Lo sport, quindi, si rivela importante non solo per mantenersi in forma e smaltire quel che si mangia di troppo o per tonificare i muscoli. Ottime ragioni per fare quotidianamente una corsetta, una camminata o una nuotata, per carità. Ma ci sono dei motivi ancor più importanti, come ridurre il rischio di tumore con l‘attività fisica. Lo dimostra una ricerca elaborata dal National Cancer Institute, dell’American Cancer Society e della Scuola pubblica di Salute di Harvard. Tutti ricercatori americani, come al solito. Ma tutti esperti nella ricerca contro una malattia che continua a uccidere troppo, spesso a causa delle cattive abitudini e di uno stile di vita trascurato.

Ecco, allora, come ridurre il rischio di tumore con l’attività fisica secondo gli esperti in materia.

Quale attività fisica contro il cancro?

Bisogna distinguere tra i vari tipi di attività fisica per ridurre il rischio di tumore. La prima è quella aerobica (corsa lunga, ciclismo, sci di fondo), che si attiva dopo pochi minuti di sforzo intenso e si stabilizza dopo 20 minuti. Il tessuto muscolare sfrutta l’ossigeno per sintetizzare la molecola che fornisce energia al processo.

C’è, poi, l’attività anaerobica (corsa veloce, salti, sollevamento di pesi), in cui la sintesi di questa molecola avviene in assenza di ossigeno. Mentre i muscoli si rinforzano non c’è accelerazione del battito cardiaco e, pertanto, la prevenzione delle malattie è inferiore.

Quanta attività fisica contro il cancro?

Oltre alla voglia di buttar giù qualche chilo o di mantenere la forma fisica e la pancia piatta, l’attività fisica è stata sempre associata nell’immaginario collettivo come un valido antidoto contro le malattie cardiache. Tuttavia, è importante segnalare che lo sport (e quando utilizziamo questo termine facciamo riferimento anche alla camminata costante e quotidiana, non solo alla corsa, alla pedalata o alla nuotata) diminuisce il rischio di sviluppare determinati tumori.

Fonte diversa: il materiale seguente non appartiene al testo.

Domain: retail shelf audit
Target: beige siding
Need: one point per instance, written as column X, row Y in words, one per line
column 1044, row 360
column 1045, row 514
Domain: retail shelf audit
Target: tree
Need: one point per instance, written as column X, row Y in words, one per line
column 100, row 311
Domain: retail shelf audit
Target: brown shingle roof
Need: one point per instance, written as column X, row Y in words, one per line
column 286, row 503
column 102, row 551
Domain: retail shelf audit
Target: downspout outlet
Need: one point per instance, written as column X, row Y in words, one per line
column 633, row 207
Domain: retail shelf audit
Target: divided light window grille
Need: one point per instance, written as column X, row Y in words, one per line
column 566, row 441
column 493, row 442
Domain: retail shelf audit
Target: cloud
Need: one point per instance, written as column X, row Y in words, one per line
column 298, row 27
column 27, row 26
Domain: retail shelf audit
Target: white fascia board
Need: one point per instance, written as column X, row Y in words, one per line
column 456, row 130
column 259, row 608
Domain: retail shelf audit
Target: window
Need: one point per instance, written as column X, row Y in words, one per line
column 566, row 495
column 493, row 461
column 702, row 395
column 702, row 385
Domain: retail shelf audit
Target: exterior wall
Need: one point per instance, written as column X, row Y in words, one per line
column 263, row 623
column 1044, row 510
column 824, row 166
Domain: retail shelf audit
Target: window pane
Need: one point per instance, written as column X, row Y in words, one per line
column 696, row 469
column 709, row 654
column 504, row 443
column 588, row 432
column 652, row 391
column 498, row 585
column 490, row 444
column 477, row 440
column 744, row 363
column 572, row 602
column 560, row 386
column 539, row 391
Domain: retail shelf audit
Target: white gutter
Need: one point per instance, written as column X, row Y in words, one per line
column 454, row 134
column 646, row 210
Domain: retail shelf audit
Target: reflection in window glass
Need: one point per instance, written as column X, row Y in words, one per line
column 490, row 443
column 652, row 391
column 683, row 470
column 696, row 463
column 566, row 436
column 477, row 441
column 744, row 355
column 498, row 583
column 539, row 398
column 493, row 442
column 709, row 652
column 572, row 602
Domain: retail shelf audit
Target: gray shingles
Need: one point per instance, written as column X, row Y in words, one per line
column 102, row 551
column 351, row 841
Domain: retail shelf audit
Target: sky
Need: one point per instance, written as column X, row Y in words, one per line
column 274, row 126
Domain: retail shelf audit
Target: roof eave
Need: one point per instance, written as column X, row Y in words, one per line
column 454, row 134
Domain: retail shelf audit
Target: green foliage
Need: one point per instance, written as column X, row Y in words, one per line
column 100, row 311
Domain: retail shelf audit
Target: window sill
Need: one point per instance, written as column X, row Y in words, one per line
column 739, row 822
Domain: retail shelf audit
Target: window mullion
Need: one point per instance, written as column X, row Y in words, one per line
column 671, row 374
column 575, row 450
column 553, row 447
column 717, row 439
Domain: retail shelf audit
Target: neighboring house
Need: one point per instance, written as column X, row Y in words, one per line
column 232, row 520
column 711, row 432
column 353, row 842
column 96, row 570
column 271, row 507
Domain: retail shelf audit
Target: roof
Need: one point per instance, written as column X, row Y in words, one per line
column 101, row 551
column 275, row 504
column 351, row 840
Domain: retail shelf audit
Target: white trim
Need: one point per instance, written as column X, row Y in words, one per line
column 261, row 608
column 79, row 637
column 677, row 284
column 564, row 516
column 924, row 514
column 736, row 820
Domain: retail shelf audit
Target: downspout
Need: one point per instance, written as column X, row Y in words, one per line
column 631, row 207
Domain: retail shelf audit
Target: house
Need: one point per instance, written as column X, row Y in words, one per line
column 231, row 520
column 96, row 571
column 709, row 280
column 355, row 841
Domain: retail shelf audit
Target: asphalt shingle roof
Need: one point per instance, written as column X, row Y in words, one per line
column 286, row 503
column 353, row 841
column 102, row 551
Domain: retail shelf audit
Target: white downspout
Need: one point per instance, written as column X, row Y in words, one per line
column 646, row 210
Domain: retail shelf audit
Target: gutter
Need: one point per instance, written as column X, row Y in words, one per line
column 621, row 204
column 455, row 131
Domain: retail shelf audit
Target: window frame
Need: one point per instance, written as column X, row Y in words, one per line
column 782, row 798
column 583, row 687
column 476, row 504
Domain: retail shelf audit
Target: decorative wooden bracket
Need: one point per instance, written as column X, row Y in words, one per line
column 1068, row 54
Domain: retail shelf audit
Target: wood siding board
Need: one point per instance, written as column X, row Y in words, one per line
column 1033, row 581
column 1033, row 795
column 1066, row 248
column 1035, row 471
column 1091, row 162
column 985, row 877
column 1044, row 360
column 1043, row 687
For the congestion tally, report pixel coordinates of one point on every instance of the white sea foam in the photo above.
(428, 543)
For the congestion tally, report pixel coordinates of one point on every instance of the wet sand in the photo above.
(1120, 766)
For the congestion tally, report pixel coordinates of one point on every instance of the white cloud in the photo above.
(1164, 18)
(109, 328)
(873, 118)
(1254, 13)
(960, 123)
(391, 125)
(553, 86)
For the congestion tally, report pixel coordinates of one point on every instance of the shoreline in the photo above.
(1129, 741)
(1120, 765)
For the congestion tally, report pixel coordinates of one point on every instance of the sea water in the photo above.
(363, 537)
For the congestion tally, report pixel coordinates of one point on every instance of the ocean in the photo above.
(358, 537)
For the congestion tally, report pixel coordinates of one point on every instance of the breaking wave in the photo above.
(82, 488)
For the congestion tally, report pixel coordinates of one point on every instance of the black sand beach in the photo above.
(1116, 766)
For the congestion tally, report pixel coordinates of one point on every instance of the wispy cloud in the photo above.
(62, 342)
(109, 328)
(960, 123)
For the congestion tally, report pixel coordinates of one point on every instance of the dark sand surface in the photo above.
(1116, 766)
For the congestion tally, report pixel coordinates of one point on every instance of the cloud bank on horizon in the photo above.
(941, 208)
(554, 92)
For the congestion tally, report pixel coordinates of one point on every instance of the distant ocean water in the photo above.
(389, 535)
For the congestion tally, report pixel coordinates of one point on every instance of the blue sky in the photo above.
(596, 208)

O meglio: si sapeva che l’attività fisica allontana il pericolo del cancro. Mancavano, però, delle linee guida che indicassero quanta attività bisogna fare per combattere il rischio di certi tipi di cancro. Ed è quello che ora è stato stabilito dagli esperti.

Queste linee guida fissano tale soglia tra le 2 ore e mezza e le 5 ore di attività moderata alla settimana oppure tra l’ora e mezza e le 2 ore e mezza di attività intensa, a seconda del fisico di ciascuno e della capacità di mantenere un determinato ritmo.

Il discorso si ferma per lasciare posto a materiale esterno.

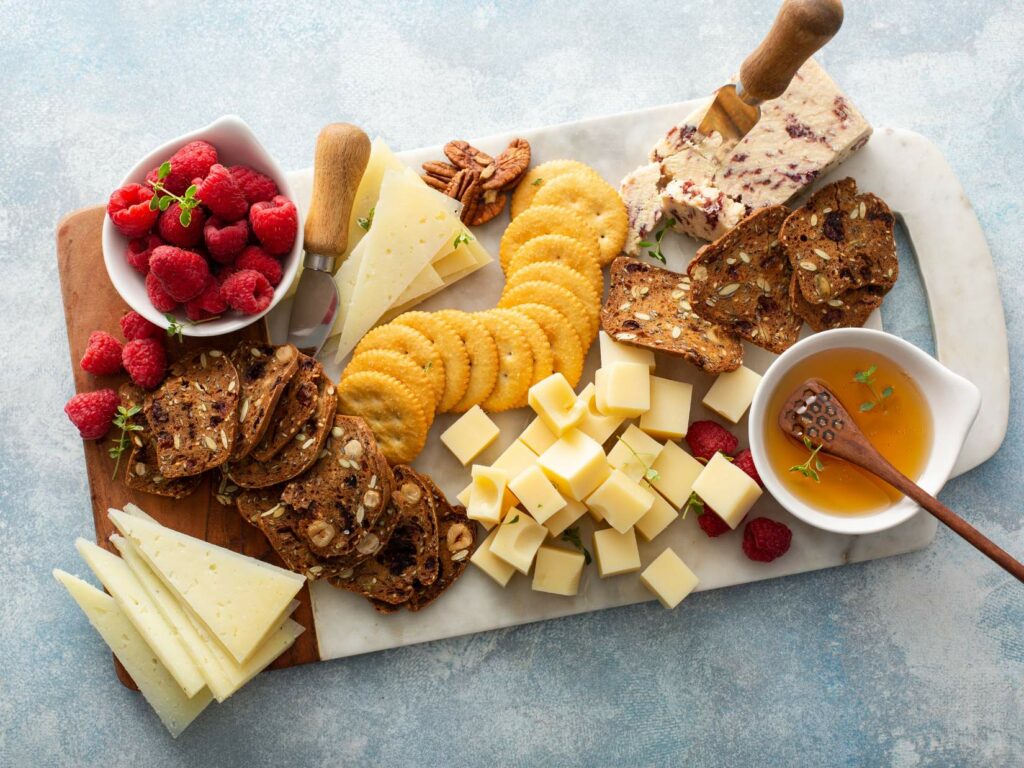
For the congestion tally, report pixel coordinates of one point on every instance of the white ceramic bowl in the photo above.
(952, 399)
(236, 144)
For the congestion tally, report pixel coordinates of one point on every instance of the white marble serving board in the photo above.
(910, 174)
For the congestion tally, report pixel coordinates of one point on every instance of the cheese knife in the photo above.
(341, 157)
(800, 30)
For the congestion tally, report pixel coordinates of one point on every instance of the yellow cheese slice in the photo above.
(159, 688)
(135, 603)
(238, 599)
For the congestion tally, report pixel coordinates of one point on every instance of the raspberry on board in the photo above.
(161, 300)
(256, 258)
(102, 354)
(170, 228)
(139, 251)
(708, 437)
(247, 291)
(744, 460)
(275, 223)
(182, 273)
(145, 361)
(193, 161)
(129, 210)
(134, 326)
(93, 413)
(255, 185)
(208, 304)
(221, 195)
(225, 241)
(765, 540)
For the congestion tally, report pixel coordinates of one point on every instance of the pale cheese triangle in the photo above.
(137, 606)
(238, 599)
(159, 688)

Il parametro per stabilire questi tempi è il cosiddetto Met, cioè Metabolic equivalent of task. Un termine inglese (tanto per cambiare) che si riferisce al costo metabolico di un’attività fisica, indipendentemente dal peso corporeo della persona. In termini pratici, l’attività fisica moderata brucia da 3 a 6 Met con 2,5/5 ore alla settimana, cioè da 3 a 6 volte più calorie rispetto a stare seduti, mentre l’attività intensa va oltre i 6 Met con 1,5/2,5 ore alla settimana.

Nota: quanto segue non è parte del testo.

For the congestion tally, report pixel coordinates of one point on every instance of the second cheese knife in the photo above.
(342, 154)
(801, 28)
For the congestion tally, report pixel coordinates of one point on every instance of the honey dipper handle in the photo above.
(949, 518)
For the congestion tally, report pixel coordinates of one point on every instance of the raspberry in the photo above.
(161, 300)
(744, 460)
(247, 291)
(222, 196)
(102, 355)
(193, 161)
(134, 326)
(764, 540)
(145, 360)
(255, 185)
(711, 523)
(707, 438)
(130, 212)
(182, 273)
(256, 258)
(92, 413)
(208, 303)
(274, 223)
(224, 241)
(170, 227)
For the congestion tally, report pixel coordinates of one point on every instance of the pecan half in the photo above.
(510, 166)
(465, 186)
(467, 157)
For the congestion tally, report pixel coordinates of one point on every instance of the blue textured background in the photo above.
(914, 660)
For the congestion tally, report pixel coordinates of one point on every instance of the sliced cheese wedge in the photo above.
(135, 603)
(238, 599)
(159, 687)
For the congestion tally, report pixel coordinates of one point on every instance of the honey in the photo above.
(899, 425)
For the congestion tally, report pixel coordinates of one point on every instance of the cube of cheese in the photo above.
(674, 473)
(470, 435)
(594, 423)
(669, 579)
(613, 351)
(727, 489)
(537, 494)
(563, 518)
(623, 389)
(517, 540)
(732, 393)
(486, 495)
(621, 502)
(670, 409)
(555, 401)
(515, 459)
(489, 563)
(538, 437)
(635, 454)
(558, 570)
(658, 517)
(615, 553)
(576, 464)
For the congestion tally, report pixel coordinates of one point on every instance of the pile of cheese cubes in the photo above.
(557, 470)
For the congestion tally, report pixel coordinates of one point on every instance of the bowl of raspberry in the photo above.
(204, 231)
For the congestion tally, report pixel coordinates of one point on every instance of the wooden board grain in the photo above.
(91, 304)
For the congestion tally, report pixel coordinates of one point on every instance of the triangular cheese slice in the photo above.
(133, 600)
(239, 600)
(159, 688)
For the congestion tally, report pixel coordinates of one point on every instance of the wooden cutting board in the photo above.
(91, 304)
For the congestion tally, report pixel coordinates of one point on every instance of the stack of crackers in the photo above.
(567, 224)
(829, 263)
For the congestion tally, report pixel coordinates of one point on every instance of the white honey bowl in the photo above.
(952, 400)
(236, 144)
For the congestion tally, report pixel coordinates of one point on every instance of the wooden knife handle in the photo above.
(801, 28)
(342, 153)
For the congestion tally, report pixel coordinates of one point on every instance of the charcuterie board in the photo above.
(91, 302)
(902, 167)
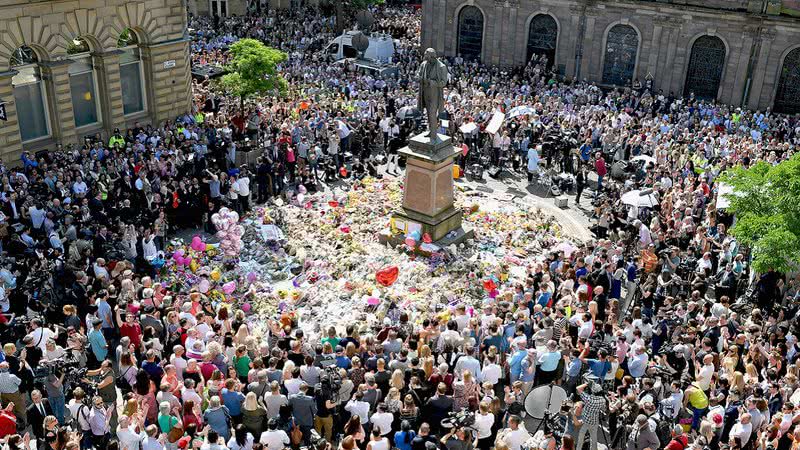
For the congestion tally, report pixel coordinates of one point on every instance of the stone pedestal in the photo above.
(428, 192)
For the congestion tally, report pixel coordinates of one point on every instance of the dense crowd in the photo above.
(657, 330)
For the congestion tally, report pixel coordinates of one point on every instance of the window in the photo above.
(622, 45)
(130, 73)
(705, 68)
(542, 36)
(29, 95)
(470, 32)
(787, 99)
(218, 7)
(82, 84)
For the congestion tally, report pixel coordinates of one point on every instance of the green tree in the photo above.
(253, 70)
(766, 202)
(348, 8)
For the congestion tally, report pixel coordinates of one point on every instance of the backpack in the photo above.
(122, 382)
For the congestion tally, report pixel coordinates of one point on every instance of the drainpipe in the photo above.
(579, 46)
(755, 51)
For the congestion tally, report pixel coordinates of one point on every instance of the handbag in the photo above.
(295, 434)
(175, 434)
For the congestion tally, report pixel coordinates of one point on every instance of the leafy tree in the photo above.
(253, 70)
(766, 202)
(348, 8)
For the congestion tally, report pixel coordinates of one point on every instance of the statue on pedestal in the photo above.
(432, 76)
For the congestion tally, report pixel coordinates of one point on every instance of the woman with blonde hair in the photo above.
(398, 380)
(737, 382)
(426, 360)
(466, 392)
(253, 414)
(393, 401)
(750, 374)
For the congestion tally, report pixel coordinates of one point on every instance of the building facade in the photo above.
(739, 52)
(73, 68)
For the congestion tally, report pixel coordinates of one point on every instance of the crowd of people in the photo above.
(658, 331)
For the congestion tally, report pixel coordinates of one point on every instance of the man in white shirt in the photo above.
(127, 435)
(491, 370)
(151, 442)
(517, 434)
(273, 438)
(41, 334)
(359, 407)
(742, 429)
(244, 190)
(382, 420)
(705, 373)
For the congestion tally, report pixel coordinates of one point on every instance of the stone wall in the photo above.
(48, 26)
(756, 44)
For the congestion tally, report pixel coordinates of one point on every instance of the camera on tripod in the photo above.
(459, 419)
(330, 382)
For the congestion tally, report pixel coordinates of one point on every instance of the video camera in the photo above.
(330, 382)
(459, 419)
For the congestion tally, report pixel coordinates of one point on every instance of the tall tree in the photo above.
(766, 202)
(253, 70)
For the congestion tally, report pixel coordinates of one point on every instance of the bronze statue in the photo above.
(432, 76)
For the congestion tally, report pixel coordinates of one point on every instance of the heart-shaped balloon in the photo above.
(387, 276)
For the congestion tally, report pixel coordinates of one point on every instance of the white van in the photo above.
(381, 47)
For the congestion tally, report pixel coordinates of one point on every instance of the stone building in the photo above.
(740, 52)
(225, 8)
(73, 68)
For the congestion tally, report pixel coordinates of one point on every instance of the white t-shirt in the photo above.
(491, 373)
(516, 438)
(383, 421)
(483, 423)
(274, 440)
(704, 379)
(244, 186)
(129, 439)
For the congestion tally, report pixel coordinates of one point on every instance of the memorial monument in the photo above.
(428, 189)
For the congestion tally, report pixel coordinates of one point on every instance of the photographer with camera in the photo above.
(594, 404)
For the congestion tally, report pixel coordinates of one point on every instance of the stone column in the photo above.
(10, 141)
(570, 39)
(62, 118)
(427, 25)
(511, 53)
(761, 87)
(590, 44)
(110, 89)
(494, 33)
(672, 35)
(168, 65)
(653, 53)
(734, 78)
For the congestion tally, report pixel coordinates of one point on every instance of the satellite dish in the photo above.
(360, 42)
(365, 19)
(545, 399)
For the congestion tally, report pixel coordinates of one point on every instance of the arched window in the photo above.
(218, 7)
(470, 32)
(82, 83)
(130, 73)
(705, 68)
(30, 96)
(622, 44)
(787, 99)
(542, 36)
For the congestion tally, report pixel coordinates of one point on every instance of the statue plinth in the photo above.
(428, 192)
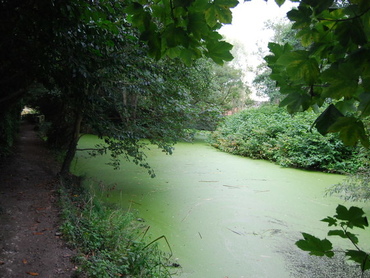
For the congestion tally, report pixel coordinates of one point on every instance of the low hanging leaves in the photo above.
(315, 245)
(345, 219)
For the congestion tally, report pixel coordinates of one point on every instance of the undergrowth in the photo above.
(270, 133)
(110, 241)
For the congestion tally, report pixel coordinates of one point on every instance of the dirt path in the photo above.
(29, 240)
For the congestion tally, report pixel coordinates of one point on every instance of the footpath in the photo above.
(30, 241)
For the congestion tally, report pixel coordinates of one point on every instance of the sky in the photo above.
(248, 28)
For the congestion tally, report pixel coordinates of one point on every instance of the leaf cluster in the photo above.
(271, 133)
(345, 220)
(110, 242)
(184, 29)
(333, 66)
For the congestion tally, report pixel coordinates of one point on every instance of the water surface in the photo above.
(224, 215)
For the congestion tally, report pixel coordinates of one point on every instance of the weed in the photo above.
(110, 241)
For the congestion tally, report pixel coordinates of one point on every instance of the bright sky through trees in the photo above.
(248, 28)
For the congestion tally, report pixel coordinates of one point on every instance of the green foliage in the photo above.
(346, 220)
(271, 133)
(332, 66)
(355, 187)
(110, 241)
(183, 29)
(9, 123)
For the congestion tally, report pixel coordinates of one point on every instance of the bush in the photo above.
(111, 242)
(271, 133)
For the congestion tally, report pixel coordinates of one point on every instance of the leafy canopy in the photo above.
(332, 68)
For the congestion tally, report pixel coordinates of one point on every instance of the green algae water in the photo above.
(223, 215)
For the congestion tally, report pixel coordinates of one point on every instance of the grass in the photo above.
(110, 242)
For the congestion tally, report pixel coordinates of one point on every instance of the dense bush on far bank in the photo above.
(271, 133)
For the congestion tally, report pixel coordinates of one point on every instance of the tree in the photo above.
(332, 69)
(265, 85)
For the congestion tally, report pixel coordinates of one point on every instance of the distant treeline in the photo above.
(270, 133)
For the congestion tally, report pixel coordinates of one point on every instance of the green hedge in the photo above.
(271, 133)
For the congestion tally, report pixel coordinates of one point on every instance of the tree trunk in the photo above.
(73, 144)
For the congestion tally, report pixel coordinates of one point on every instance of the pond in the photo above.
(223, 215)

Le linee guida sull’attività fisica si basano in gran parte sull’impatto che hanno avuto su malattie come le cardiopatie o il diabete.

Quanta attività per ogni tipo di tumore?

I tempi sopra indicati sono delle soglie generiche. Ti chiederai, però, quanta attività fisica è necessaria per ridurre il rischio di uno specifico tumore.

Secondo gli esperti, ed in base a quel parametro di cui abbiamo appena parlato, si può allontanare con l’attività fisica tra 7,5 e 14 ore alla settimana il pericolo di cancro in queste percentuali:

  • tumore al colon negli uomini: tra l’8% ed il 14%;
  • tumore al seno: tra il 6% e il 10%;
  • carcinoma renale: tra l’11% e il 17%;
  • mieloma: tra il 14% e il 19%;
  • carcinoma epatico: tra il 18% e il 27%;
  • linfoma non-Hodgkin nelle donne: tra ll’11% e il 18%.

Risultati, sostengono gli scienziati, che rappresentano un supporto ai livelli di attività fisica raccomandati per la prevenzione del cancro e una base per gli studi sulla lotta ai tumori.